Хороша работа, нечего сказать. Костя и молчит, поскольку лишь в молчаливом положении можно сделать нечто для тех, кого любишь. Мама, Верочка, Марина! Один кто будь, сумел бы Костя спрятать, увести. Троих – слабо, поймает, ведь известен маршрут, предполагаемы тропы. А если словит, что сделает?

Очнулся быстро. Точно багром, взглядом поймал Костины зрачки, свободной от бинтов ладонью подгрёб к себе Марину. «Ступай, - говорит Косте, - приведи Финка, главного немецкого начальника, да чтоб со своим толмачом. Ослушаешься, задушу».

Марину задушит, так надо понимать? Должно быть, затем и схватил. А ведь и выполнит. «Привык над людьми топотать», - сказала мамка. Да, привык. Бивали, конечно, и его по пьяному делу, но чтоб ранения! Нет никогда. Первая проба, первая боль. Злой - одним словом, надо сделать, что велит.

Побежал в город. Сын настоящего предателя. Вот это вот да! Ни то, что подкулачник или по доносу осуждённый!
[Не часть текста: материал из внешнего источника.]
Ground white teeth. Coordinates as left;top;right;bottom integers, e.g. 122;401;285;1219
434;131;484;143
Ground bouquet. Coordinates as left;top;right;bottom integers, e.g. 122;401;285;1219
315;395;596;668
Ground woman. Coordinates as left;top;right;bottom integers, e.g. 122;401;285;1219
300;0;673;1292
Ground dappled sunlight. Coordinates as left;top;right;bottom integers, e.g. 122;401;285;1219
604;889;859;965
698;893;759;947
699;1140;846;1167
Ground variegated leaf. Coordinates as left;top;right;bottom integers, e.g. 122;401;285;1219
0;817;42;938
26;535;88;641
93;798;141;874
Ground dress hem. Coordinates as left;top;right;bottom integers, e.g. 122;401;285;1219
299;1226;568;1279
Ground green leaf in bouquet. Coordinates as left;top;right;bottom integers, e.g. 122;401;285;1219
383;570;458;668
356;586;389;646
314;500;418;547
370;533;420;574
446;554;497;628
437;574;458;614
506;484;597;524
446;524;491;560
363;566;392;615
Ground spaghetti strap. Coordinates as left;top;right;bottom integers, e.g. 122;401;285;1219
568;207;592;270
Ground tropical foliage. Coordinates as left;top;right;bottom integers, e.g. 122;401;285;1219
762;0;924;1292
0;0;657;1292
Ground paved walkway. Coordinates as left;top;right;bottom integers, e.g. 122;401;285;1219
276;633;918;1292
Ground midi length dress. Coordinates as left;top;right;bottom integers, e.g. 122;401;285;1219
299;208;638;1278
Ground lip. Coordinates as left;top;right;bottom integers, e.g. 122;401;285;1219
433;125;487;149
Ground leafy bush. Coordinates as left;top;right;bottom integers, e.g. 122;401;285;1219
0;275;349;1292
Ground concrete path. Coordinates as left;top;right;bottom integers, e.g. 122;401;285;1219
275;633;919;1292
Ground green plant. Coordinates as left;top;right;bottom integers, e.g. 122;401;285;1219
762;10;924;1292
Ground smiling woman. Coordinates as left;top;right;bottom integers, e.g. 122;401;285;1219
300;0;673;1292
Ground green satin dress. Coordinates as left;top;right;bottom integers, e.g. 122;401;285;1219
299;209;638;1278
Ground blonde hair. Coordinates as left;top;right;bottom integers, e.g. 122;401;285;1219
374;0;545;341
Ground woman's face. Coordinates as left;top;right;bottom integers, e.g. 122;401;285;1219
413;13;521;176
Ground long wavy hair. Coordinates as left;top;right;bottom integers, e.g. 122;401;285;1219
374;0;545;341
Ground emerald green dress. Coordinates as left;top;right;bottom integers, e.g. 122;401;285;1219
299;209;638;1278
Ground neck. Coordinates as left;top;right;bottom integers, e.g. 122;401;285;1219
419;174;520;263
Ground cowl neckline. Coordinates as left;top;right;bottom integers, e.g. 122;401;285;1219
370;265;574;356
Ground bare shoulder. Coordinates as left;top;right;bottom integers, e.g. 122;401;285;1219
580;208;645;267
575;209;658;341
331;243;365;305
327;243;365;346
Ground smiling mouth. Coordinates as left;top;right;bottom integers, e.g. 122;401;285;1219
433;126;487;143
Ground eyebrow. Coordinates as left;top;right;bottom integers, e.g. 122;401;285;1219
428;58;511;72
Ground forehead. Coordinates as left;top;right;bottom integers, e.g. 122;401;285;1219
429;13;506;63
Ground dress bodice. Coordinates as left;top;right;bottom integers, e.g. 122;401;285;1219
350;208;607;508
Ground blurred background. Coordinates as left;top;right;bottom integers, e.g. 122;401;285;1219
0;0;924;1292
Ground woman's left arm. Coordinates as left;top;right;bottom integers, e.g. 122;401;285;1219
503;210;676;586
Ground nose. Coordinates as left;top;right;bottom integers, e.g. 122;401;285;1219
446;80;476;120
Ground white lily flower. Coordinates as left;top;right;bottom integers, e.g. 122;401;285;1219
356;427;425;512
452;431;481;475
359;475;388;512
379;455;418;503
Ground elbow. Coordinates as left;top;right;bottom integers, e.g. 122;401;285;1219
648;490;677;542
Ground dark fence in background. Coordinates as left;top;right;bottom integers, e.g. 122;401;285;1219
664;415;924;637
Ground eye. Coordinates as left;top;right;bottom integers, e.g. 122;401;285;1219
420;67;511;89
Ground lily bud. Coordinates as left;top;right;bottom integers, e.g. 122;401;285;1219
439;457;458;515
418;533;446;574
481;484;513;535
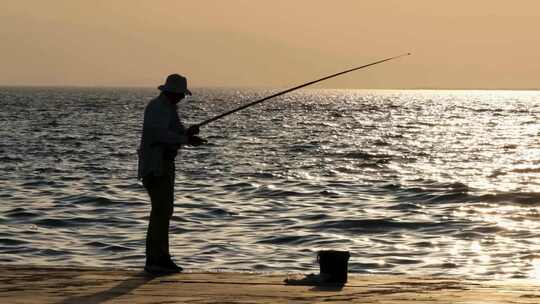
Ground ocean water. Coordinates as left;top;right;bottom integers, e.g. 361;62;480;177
0;88;540;279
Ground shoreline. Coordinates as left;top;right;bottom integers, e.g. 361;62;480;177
0;266;540;304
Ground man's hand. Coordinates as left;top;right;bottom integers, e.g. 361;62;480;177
186;125;201;136
188;135;208;147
Всё теперь уж будет, не как у людей, однако слепой сказал, посмотрим. И на голову увечными с войны вертаются. Тут подавно от тебя ничего не зависит: иной пожалеет, иной пнёт, и всем в тягость.

Костя никого не предавал, ни родину, ни отца с матерью, какими б ни были они. Батькино предательство следует воспринимать как рану, до срока взрослым сделавшую. Будто прозрел Костя или шапку снял на холоду: звонкое кругом, резкое, пуще крупных фигур малые подробности видать: кристаллики  да блики с притемками тайными. Благо, здешних ребят не знает, можно по улице идти, глазом воспаривши, ни с кем не здороваться.
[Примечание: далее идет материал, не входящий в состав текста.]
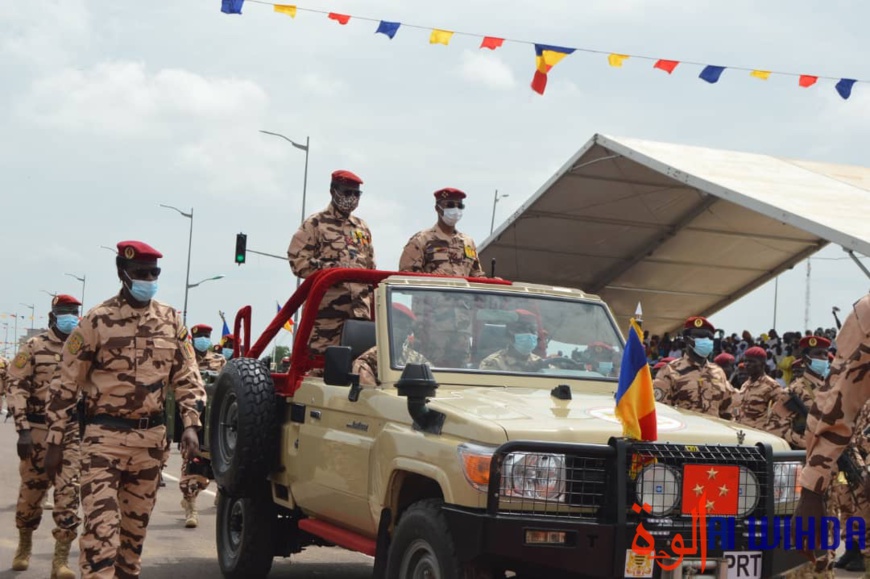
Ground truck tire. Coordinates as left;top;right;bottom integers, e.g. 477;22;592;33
215;488;277;579
387;499;494;579
209;358;278;497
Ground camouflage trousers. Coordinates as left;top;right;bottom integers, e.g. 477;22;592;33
178;460;208;501
15;423;81;542
79;436;164;579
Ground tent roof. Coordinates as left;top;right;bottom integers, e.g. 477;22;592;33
480;135;870;333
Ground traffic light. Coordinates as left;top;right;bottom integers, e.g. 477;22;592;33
236;233;248;265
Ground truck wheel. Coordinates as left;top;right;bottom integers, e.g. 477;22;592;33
387;499;493;579
215;482;277;579
209;358;278;497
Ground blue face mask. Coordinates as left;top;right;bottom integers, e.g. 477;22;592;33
193;336;211;352
514;334;538;356
127;275;157;302
692;338;713;358
810;358;831;378
55;314;79;335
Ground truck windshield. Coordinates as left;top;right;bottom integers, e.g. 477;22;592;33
389;288;623;380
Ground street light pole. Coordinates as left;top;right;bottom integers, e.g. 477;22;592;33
489;189;510;235
64;273;87;312
160;203;193;326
«Жёлтый дом». Там должен обитать этот Финк. Спросил у часового – ан, правда здесь, вот он средь школьного двора стоит, где у «линеек» центр, на который ровняются смирно. Обратную дорогу на машине покатал. Благодетель, чтоб ему!

Марина маленькая, доверчивая, совсем не испугалась. Взял её Костя за руку и – на сеновал. Одно спасение, у коровы под боком. Тут коров не велено пасти. С ближних деревень сено собрано, «силой у людей отымал», - мамка сказывала.
- Смилуйся над нами, Господи, смилуйся! – Шепчет она, обняв за плечи выстывшую в страхе Веру. Финк вышел, уехал. Что бы это значило, а?

 
1. Николай Гоголь.
2. Инженю - наивная, добродетельная, красивая девушка. Лишена жизненного опыта и умения приспосабливаться к обстоятельствам. Часто - религиозная девственница.
3. Евангелие от Луки. Глава 16. Стих 26.
4. Книга Притчей. Глава 15. Стих 3.
5. "Широкий мост" - пристройка на всю длину избы пятистенки.
6. "Дорожка" - длинная салфетка (украшение стен и полок).
7. "но пасаран" - Девиз испанских революционеров.